Fig. 1. Establishing transfection conditions for comparing gRNA- and cellular RNA–mediated Gag multimerization by fluorescence imaging.

COS7 cells were cotransfected with pNL4-3ΔPolΔEnv-Gag-mEos3.1 or pCR3.1-Gag-mEos3.1 in a 1:10 ratio with the respective untagged construct. A total of 2 μg of pNL4-3–based constructs and 0.4 μg of pCR3.1-based constructs were transfected to confer similar Gag expression levels in the cell and supernatant between the two transfections (see fig. S2). (A and B) Assessment of Gag expression levels.
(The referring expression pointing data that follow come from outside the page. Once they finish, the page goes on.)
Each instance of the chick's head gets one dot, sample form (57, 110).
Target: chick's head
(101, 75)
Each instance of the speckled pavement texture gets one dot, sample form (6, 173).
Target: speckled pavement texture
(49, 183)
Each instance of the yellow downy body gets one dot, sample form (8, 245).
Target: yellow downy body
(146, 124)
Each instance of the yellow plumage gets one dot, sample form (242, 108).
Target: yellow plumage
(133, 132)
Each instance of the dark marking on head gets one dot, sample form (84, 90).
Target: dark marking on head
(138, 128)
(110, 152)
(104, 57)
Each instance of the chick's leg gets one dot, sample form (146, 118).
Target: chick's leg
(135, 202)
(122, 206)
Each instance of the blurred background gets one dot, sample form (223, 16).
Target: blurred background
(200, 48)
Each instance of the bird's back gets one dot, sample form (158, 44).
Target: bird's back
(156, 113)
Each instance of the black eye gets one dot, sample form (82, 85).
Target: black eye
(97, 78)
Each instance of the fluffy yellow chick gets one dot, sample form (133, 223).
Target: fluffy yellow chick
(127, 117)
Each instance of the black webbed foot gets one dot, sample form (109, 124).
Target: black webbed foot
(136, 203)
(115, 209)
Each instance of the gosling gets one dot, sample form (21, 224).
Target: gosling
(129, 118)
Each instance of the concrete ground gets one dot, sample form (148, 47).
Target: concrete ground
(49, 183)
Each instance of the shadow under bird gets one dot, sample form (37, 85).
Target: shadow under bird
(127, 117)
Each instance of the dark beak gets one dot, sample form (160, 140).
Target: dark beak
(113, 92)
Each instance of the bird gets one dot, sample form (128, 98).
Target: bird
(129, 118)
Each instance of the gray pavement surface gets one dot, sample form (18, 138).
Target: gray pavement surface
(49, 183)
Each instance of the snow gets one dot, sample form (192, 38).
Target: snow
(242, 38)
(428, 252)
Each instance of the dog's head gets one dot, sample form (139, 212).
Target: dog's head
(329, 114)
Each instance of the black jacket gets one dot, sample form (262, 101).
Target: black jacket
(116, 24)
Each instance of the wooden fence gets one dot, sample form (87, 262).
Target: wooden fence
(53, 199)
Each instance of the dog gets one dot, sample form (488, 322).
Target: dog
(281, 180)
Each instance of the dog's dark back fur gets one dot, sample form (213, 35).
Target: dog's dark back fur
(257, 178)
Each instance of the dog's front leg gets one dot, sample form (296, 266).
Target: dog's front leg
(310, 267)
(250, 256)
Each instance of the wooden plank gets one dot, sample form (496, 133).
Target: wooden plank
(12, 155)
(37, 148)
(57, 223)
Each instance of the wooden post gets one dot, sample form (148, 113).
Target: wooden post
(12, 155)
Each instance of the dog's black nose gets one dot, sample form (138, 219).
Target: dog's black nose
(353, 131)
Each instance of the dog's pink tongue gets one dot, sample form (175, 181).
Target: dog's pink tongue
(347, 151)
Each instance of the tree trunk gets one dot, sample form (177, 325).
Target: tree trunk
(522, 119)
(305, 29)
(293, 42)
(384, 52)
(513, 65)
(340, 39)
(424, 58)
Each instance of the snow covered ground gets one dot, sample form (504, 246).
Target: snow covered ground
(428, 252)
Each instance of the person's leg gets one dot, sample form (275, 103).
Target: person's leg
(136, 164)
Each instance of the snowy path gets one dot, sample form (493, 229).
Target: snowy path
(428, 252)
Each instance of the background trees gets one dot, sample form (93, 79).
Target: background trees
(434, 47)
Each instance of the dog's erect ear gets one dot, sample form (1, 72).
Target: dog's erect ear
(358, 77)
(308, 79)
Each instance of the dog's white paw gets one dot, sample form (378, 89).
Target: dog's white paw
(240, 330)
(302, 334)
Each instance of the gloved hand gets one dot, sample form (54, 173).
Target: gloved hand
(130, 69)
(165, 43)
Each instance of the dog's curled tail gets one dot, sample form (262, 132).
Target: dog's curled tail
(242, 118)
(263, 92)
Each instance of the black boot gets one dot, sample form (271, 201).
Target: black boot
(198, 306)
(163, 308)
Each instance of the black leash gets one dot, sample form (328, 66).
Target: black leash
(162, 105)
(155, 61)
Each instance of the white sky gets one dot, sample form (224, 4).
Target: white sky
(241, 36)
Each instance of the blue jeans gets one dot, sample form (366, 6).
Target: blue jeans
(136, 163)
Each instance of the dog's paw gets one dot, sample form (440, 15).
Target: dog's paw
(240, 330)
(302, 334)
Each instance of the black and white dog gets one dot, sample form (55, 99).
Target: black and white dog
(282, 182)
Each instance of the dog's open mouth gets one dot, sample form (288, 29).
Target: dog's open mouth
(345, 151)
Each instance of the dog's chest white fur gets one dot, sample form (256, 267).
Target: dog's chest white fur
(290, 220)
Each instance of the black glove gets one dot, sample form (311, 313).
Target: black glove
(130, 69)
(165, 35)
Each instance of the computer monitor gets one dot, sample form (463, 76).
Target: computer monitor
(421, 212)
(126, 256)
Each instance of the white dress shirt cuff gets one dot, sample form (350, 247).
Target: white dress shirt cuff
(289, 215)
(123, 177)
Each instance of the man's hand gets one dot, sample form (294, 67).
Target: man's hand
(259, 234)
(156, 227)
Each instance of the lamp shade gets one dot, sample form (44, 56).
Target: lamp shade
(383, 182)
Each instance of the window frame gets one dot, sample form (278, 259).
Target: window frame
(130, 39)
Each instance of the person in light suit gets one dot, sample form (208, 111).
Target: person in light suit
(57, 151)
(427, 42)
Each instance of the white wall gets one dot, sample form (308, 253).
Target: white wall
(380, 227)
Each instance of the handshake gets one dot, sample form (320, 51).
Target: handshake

Western blot was performed with HIV–immunoglobulin (Ig) to detect Gag (55 kDa) and Gag-mEos3.1 (81 kDa) in the (A) cell and (B) supernatant at ~18 hours after transfection of the pNL4-3–based or pCR3.1-based constructs. Gag expression (normalized to the level of Gag yield by pNL4-3–based constructs) and the ratio of Gag and Gag-mEos3.1 in the cell and supernatant were calculated as described in Materials and Methods. Data represent means ± SEM of four experiments. Note that under our transfection conditions, Gag expression levels in the cell and supernatant were similar between the two expression systems, with the ratio of Gag and Gag-mEos3.1 in the cell and supernatant corresponding well to the 1:10 cotransfection ratio in both cases. (C) Assessment of Gag release efficiency (normalized to the level of Gag release yield by pNL4-3–based constructs). Data represent means ± SEM of four experiments.